Jetzt, wo es nicht mehr bloß um die Rettung des nackten Lebens zu gehen scheint, wächst bei einigen wenigen die Bereitschaft zu kritischer Betrachtung, auch bei jenen, welche nicht in ihrer DNA eingeschrieben haben, sich grundsätzlich und reflexhaft gegen den Mainstream der Meinungen zu positionieren. Allmählich ist es wieder möglich geworden, einander widersprechende Werte gegeneinander abzuwägen und zu versuchen, im öffentlichen Diskurs den Ausgleich zu finden. Eben wieder in jenen Prozess hinein zu finden, welcher das Wesen demokratisch verfasster Gesellschaften ausmacht, nämlich die Interessen der Gemeinschaft gegen jene des Individuums, Freiheit versus Maßnahmen zum Schutz der Gesundheit, oder zum Beispiel Solidarität mit der Wahrung von Einzelinteresses abzugleichen.


Optimistisch stimmt mich, dass nach Wochen von oben autoritär verordneter und zielgerichtet befeuerter Schreckstarre, sich wieder differenzierende Stimmen nicht nur regen, sondern auch - wenn auch spärlich - Gehör finden.

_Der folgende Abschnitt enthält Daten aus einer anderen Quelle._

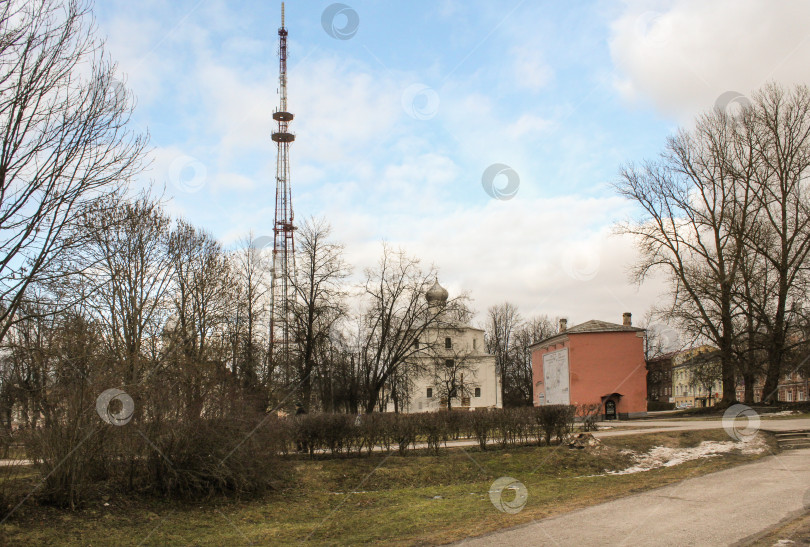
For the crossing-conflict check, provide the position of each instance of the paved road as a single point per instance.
(721, 508)
(655, 426)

Jetzt ist es wieder, ohne gleich an den Pranger gestellt zu werden, erlaubt zu fragen, ob denn der Rettung des nackten Lebens tatsächlich unter allen Umständen der Primat über alles einzuräumen ist. Muss sich die Bewahrung der menschlichen Würde, tatsächlich als letzte anstellen in der langen Schlange vor dem Supermarkt, in dem nur mehr die Grundnahrungsmittel erhältlich sind. Muss in Zeiten der Not tatsächlich nur mehr für Speis und Trank gesorgt werden, zählt tatsächlich nur mehr der blanke Materialismus der Zahl? 10% weniger Tote, wer kann da noch etwas einwenden gegen die Maßnahmen? Wir haben die Alten geschützt und gerettet, sie haben überlebt, daher war und ist alles durch die eindrucksvollen Zahlen im Nachhinein gerechtfertigt. Ist das wirklich so?

Wer die Berichte über das oft elende, moribunde Dahinvegetieren der Alten, nach ihrer Rettung durch intensivmedizinische Behandlung kennt, wer das durch die befohlene Isolation vermehrte Leid gewaltsam vereinzelter, von ihren Freunden, Bekannten und Angehörigen abgeschnittener alter Menschen erlebt hat, wird zustimmen, dass diese Fragen nicht ganz eindeutig beantwortet werden können.


Ich habe, weiter oben im Text, danach gefragt, ob wir unterwegs in die Gesundheitsdiktatur wären und zugleich auch mit Nein geantwortet. Allerdings auch gleich angefügt, dass es Tendenzen in diese Richtung gäbe. Im Notstand der Krise sind diese klarer sichtbar geworden. Der Rettung des bloßen Lebens wurde vieles untergeordnet. Eine solche lässt sich leicht in Zahlen dokumentieren und im Vergleich mit anderen Staaten (prahlend?) die Überlegenheit des eigenen Systems herausstellen. Von daher kommt die kaum verhüllte Bewunderung dafür, wie die Chinesen es geschafft hätten, mit der Krise fertig zu werden. Wie hält man es aber mit den Auswirkungen auf die seelische Gesundheit, die soziale Entwicklung der Kinder, das wirtschaftliche Überleben der Abgehängten unserer Drittelgesellschaft, dem Überleben der Künste; kommt das in den veröffentlichten Überlegungen und Konzepten vor? Sichtbar geworden ist jedenfalls die Neigung zum reduktionistischen Denken und zur Fokussierung auf mit griffigen Schlagworten darstellbares Handeln. Der unmittelbar visualisierbare Erfolg bestimmt das mediengerecht vermarktete Auftreten der Akteure. Entscheidungen werden als alternativlos dargestellt. Nicht Messbares wird ignoriert. Die Bürger sehen zu.


Anmerkung zum Kapitel 1:


Das eindrucksvolle, überspitzte Einführungskapitel jener erwähnten Polemik "Angriff auf die Freiheit" der Autoren J. Zeh und I. Trojanow, wirkt in Aufbau und Inhalt wie das Plagiat eines anderen ersten Kapitels. Nämlich jenem, des einige Jahre früher erschienenen Buches "Verteidigung des Privaten". Darin setzt sich der deutsche Soziologe Wolfgang Sofsky, allerdings wesentlich tiefer schürfend, mit der eigentlichen Problematik auseinander, welche weit über die politischen Aspekte des Themas hinausgeht, nicht ohne diese auch einer eingehenden Betrachtung zu unterziehen. Er berührt dabei die weiten Felder der Bedeutung von Geheimnissen für die Individuation und unsere Kultur, mit der sich, schon ein Jahrhundert zuvor, sein Berufskollege G. Simmel umfassend auseinander gesetzt hat.